The uncomfortable reality, of course, is that when a government looks politically doomed, as Mr Brown’s does, it forfeits diplomatic clout: why cultivate a prime minister who may soon get the push? The lacklustre state of Britain’s economy, whose strength once fascinated other leaders, has also dimmed his appeal. But the decline in stature has been exacerbated by the continuing chaos in the Labour Party. It may not have helped, for example, that Mr Miliband is the main internal rival for Mr Brown’s job; the foreign secretary denied that there are “frosty relations” between his department and Number 10, but his counterparts may wonder how coherent British policymaking really is.
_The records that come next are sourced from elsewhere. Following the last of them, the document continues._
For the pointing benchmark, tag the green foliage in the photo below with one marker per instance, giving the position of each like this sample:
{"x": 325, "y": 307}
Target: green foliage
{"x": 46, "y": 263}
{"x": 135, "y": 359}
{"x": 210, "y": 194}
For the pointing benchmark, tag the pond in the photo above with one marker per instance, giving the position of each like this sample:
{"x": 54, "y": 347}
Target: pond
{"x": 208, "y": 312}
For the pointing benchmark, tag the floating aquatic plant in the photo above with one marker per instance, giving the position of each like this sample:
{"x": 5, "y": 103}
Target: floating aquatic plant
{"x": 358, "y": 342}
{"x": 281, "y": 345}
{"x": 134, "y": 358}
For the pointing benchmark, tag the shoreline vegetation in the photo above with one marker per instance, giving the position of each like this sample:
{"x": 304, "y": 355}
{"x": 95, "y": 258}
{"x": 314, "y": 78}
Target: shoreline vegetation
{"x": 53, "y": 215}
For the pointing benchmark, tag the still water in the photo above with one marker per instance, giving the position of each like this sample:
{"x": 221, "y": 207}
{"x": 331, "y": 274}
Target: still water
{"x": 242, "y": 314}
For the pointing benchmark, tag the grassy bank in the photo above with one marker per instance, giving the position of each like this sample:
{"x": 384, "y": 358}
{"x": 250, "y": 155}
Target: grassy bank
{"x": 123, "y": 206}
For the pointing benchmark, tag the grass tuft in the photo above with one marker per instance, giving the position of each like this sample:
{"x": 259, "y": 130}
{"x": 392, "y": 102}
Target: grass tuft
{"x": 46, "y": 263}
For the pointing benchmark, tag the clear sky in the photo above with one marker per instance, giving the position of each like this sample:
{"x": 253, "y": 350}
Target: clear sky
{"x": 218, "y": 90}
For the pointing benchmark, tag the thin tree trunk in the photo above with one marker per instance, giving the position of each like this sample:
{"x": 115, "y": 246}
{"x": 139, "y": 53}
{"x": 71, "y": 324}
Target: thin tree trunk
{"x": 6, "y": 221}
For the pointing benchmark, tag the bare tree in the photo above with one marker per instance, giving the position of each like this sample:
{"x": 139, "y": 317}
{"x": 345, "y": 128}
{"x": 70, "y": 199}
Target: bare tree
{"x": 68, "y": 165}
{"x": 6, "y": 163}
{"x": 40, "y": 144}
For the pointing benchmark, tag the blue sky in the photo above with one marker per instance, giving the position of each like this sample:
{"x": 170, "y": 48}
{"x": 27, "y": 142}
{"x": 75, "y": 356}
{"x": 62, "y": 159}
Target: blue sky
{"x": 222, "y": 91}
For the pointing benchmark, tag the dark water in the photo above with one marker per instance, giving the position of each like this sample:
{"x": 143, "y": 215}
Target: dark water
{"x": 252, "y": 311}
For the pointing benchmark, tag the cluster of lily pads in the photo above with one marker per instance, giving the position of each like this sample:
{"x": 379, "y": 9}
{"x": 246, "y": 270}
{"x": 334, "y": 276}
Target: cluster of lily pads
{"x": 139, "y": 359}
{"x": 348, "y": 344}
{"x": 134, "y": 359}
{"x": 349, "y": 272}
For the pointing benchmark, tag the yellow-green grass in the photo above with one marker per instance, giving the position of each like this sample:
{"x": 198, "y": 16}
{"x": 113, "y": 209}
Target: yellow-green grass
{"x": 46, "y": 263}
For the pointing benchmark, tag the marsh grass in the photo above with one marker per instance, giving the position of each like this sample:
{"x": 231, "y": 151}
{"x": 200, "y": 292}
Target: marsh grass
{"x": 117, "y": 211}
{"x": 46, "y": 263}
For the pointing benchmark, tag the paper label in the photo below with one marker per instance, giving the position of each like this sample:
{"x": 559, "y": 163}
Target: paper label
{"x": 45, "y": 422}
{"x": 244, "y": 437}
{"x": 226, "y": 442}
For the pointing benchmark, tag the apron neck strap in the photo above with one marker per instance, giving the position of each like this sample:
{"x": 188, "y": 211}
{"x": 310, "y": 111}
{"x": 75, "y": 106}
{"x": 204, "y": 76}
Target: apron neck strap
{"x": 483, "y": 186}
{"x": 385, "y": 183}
Meanwhile Mr Brown—imperilled by Labour plots—has appeared preoccupied with his latest “relaunch”, and wary of seeming distracted from domestic concerns by faraway crises. The overall effect has been to make Britain look marginal and weak.
I capture the Caucasus
So there was a temporary hole where British foreign policy should have been—a political gap that Mr Blair would never have allowed to open—and Mr Cameron stepped into it. (A quip doing the rounds is that he and Mr Miliband have swapped jobs, with Mr Cameron behaving like a foreign secretary and Mr Miliband as leader of the opposition.) After Cornwall, the second, less advertised leg of his holiday was, serendipitously, to Turkey. He nipped into neighbouring Georgia on August 16th, three days before Mr Miliband. His avowed aim was to show solidarity with a fellow democracy; his implicit one was to project an aura of statesmanship, reassuring voters who doubt his gravity.
Mr Cameron is only a politician: to accuse him of opportunism is tautological. He has a right to his views, and to visit any country he chooses. Yet although the Tories say they liaised with the Foreign Office, there was something unseemly about his rush to Tbilisi—to the seat of a crisis in its heat—before an actual minister made it. What he had to say when he got there was also questionable. Emulating the tough response of John McCain, America’s Republican presidential candidate, Mr Cameron called, not very sensibly, for restrictions on British visas for ordinary Russians and for Russia to be suspended from the G8. There was an echo of the Tories’ determination, before the Iraq war, to out-hawk Mr Blair, a stance they came to regret. Mr Cameron would have done better to be serious, concerned and anodyne.
According to Russia’s sly foreign minister, there were no winners in the Caucasian war. That judgment may yet turn out to be correct on a global scale, but it was certainly true of Britain. Both Mr Brown and Mr Cameron had a bad war.